Do You Want to Power the Whole Home or Selected Items?
First you need to decide how much of your home you’d like to power during a power outage. Most people end up choosing to power their whole home. After all, the point of having a generator is to live your life uninterrupted when a power outage happens. Though, you may choose to just run the essential parts of your home, such as your refrigerator, air conditioner, and well pump.
Understand Starting vs. Running Wattage
Once you’ve decided which appliances you want to run, you need to add up the wattage that each appliance uses to discover the total your standby generator needs to produce. You will need to know the running wattage for which your appliances are rated. However, if you plan on turning appliances off and on, you will also need to know their starting wattage.
Many appliances use a surge of energy when they first startup. If you don’t plan for this, you may be unable to turn the appliance on when you need to. If you’re getting a standby generator installed, you don’t need to worry about this as much because they will kick in right as power goes out. That means you shouldn’t need to turn on appliances.

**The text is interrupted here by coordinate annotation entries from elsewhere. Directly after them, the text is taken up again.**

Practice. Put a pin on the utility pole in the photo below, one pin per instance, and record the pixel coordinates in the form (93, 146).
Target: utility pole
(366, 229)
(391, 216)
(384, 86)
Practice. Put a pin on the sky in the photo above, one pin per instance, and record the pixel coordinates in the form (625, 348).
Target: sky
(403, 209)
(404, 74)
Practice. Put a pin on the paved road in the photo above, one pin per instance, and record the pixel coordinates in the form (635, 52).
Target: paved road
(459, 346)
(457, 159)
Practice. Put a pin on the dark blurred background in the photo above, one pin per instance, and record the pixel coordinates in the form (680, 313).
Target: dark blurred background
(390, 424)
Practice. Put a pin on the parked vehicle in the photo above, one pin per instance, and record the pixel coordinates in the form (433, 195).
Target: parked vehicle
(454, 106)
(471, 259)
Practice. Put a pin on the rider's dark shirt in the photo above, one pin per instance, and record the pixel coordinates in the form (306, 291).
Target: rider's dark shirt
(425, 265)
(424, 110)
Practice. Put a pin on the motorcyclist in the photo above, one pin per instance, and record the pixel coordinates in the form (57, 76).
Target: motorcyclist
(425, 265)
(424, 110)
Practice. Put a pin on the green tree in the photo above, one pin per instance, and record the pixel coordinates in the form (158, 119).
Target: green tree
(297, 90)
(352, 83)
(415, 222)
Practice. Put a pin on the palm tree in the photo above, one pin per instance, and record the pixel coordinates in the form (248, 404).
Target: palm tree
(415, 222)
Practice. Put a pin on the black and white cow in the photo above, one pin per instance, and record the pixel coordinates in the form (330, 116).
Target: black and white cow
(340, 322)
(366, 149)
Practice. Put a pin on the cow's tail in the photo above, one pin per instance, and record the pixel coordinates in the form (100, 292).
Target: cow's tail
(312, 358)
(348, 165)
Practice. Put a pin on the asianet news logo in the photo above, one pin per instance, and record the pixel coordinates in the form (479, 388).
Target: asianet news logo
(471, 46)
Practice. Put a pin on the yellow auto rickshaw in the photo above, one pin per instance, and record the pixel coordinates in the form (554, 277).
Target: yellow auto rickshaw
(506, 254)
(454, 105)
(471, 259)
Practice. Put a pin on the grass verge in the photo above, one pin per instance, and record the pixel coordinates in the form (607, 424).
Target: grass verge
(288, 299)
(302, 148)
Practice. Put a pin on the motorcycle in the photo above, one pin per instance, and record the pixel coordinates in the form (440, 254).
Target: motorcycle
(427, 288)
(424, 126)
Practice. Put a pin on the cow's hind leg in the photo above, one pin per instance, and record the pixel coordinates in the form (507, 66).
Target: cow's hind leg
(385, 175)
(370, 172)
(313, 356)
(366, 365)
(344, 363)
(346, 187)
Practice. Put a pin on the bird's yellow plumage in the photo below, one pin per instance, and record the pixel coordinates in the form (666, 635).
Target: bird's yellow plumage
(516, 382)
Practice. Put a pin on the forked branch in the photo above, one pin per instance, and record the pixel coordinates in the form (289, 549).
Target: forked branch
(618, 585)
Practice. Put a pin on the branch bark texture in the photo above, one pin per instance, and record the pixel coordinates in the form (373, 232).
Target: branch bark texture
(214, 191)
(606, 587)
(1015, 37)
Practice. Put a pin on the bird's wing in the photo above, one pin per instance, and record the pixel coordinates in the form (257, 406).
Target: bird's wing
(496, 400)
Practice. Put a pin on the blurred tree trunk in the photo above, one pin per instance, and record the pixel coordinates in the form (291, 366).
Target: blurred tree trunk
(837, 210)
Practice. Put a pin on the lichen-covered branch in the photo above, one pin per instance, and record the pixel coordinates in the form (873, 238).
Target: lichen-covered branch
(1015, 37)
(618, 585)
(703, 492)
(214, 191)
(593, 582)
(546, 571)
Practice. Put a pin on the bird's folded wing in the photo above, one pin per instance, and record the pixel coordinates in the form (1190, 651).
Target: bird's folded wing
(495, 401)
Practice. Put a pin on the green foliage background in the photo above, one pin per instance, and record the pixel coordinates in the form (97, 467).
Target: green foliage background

Although, if you typically turn some appliances on and off (such as an air conditioner) you should make sure you have enough power to do that. Don’t make the mistake of thinking that you need to turn all of your appliances on and off at the same time. Just plan enough excess power to turn on the appliance that uses the most upon startup. Then be careful to only turn one on at a time when the generator is running.
Calculate Your Home’s Usage
You now need to figure out how much each of your appliances will use when starting up and when running. Each should be rated, and you do want to get their specific information instead of relying on estimates on the internet. They work on averages, but you never know if your microwave or fridge uses much more or less energy than average. Those estimates can be useful to make sure you’re in the right ballpark, but they’re no guarantee.
Consult the Experts
A standby generator is an important investment. The last thing you want is for your generator to fail when the power goes out. Ask your HVAC professional to look over your estimate and make sure that you’ve included everything you need to. They may have advice about which size or type of generator would be a better fit for your needs.